Marculay S. Tarlee, in a valedictory message, told his fellow graduates to remember that love and science are two most important things, adding, “The skills you have and build on are fundamentally important, but the kindness and compassion you show will make a difference.”

“Keep those you serve at the center of your action. Speak out for your right to have enough time and resources to provide the care you are qualified to give. Do not fit in negative culture, rather, be positive in a negative environment,” he warned.

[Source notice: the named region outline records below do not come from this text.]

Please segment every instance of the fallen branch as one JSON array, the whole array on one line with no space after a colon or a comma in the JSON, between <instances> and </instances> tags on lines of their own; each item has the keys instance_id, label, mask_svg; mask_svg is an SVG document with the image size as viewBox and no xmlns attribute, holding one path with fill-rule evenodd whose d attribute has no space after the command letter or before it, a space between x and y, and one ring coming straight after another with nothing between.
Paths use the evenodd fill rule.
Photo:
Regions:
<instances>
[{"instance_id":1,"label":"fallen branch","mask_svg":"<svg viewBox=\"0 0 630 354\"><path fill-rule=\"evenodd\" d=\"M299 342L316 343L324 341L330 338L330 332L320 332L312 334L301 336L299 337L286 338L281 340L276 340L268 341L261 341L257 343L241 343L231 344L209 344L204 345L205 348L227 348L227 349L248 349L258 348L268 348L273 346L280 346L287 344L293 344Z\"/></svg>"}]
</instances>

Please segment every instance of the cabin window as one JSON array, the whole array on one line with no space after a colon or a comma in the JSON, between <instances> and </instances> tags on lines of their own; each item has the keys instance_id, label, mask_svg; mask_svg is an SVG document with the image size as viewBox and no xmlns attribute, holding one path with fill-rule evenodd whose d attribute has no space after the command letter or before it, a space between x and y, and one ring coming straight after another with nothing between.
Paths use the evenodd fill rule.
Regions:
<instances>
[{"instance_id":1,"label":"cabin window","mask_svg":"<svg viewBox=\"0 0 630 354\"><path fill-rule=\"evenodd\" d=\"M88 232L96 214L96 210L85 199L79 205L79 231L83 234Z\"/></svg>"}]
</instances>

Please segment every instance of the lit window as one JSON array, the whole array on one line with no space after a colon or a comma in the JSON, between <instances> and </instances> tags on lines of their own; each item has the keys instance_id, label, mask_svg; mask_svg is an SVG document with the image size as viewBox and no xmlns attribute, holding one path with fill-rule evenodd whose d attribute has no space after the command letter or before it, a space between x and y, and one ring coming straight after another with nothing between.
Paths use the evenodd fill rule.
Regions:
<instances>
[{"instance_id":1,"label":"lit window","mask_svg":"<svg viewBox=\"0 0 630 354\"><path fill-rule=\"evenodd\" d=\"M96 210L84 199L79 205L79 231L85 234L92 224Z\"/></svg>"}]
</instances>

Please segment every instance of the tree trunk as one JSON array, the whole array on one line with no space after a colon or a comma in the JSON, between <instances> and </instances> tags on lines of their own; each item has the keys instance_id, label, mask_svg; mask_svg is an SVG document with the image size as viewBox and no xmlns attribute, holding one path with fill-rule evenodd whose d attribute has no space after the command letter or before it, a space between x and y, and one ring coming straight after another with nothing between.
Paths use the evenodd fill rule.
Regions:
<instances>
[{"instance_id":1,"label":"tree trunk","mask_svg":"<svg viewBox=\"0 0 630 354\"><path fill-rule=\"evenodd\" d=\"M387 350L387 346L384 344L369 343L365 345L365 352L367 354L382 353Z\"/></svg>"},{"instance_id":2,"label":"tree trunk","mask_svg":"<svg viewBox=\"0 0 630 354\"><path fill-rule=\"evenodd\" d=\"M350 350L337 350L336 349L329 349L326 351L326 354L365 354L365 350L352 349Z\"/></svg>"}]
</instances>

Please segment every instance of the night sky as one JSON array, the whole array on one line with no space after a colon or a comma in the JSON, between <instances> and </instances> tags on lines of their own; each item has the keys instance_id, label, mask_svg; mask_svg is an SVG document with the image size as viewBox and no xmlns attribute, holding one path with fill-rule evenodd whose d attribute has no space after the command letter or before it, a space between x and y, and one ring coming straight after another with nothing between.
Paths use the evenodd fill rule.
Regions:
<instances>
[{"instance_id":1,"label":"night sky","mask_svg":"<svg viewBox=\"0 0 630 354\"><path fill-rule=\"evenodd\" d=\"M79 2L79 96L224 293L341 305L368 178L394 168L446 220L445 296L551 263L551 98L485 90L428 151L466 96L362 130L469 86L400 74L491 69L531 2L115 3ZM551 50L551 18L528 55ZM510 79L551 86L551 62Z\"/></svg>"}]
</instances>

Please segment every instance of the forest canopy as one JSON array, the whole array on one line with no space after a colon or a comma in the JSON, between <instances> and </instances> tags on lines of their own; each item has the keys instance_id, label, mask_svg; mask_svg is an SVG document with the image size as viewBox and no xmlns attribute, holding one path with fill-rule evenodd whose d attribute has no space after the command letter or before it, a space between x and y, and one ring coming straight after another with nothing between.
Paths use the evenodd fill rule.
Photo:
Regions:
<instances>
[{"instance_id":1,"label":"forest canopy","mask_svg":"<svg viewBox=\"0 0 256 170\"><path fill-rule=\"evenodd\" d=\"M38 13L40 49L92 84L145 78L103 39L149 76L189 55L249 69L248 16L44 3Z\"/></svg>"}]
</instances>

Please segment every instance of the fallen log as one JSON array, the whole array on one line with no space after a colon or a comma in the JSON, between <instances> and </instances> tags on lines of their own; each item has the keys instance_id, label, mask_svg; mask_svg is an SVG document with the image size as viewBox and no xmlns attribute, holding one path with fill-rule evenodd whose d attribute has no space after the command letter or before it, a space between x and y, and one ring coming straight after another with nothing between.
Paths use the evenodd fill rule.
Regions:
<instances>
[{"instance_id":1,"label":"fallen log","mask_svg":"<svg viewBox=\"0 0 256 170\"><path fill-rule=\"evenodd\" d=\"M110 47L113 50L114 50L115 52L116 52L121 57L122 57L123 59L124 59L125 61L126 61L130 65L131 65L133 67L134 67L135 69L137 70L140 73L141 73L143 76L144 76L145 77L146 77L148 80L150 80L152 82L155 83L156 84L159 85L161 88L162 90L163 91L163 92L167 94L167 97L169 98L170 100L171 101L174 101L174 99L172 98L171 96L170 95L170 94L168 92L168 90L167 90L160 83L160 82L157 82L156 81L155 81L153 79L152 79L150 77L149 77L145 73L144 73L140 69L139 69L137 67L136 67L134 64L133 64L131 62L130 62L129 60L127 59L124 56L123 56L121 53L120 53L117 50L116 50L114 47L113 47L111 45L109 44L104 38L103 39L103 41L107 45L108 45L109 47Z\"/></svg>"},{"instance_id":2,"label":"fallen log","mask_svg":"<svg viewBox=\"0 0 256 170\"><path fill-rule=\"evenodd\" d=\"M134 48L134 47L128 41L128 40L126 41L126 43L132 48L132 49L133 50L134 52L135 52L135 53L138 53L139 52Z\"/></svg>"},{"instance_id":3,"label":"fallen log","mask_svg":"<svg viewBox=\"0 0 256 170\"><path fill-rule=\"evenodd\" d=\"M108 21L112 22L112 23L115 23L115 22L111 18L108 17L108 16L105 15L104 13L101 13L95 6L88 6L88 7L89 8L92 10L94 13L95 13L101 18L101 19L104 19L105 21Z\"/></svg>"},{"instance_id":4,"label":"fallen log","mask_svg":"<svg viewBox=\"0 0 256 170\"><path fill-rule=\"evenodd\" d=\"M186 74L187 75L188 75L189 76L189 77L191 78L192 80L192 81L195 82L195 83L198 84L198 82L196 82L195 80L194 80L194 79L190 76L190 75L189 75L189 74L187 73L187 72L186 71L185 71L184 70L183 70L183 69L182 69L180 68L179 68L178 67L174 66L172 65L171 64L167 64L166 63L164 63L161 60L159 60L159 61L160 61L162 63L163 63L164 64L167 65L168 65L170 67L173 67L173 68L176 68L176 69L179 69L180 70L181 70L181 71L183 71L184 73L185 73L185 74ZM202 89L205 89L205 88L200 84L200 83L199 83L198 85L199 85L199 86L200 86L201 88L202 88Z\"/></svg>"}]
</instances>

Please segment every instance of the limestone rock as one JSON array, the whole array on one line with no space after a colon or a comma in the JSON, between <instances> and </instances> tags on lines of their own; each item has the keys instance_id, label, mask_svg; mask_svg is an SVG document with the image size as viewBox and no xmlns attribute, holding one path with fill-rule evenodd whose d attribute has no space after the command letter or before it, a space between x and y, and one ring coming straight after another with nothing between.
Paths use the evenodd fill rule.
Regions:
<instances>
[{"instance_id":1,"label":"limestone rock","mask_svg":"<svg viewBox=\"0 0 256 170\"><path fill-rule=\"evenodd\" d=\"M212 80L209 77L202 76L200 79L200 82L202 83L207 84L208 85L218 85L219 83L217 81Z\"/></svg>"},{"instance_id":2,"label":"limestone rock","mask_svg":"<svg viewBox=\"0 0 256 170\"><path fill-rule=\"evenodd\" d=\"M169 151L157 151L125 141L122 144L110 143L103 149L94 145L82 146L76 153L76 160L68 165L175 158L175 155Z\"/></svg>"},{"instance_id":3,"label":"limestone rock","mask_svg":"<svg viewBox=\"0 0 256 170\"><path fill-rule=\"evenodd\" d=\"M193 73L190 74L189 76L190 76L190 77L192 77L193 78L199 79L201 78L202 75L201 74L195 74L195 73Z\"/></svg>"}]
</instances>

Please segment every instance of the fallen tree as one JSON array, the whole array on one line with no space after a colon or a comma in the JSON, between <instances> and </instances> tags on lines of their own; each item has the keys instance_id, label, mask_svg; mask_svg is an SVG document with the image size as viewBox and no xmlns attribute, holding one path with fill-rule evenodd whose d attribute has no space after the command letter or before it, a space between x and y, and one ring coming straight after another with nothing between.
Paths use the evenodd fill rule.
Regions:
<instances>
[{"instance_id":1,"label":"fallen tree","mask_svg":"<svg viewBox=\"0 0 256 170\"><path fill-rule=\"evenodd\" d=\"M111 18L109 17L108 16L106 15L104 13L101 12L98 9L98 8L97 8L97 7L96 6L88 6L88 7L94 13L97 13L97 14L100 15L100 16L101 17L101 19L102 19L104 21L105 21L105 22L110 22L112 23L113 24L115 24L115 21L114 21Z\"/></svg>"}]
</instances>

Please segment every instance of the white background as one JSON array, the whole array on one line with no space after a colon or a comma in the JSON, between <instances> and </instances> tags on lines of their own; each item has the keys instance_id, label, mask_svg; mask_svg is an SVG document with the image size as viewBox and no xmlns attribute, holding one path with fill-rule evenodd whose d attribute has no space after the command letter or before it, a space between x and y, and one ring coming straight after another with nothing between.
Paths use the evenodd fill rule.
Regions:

Mrs. Wilhelmina Flomo, President of the Midwifery Association of Liberia, in remarks thanked UNFPA for the uncounted support to midwives across Liberia that has enabled them to provide mentorship for the new breed of professionals.

She said such support has empowered the association to keep working to save the lives of both mother and child.

DKISM, formerly the Midwifery Training Program Southeastern Region (MTPSER), was established by the Ministry of Health with support from UNICEF and CHAL in 1983 headed by Miss Deanna Kay Issacson.

The institution was established to address the lack of trained health workers, especially Midwives, in the southeast part of Liberia.

DKISM has operated for seven years and graduated over 50 certified midwives who were all assigned in southeastern Liberia. It was destroyed during the civil war and was re-established in 2008 by the Ministry of Health, with support from the McCall-MacBain Foundation (MMF) which saw Mrs. Ruth Sayee Cooper becoming the first Director, succeeded by Mrs. Anna Doe Smallwood and now, Mrs. Sawah K. Shaffa.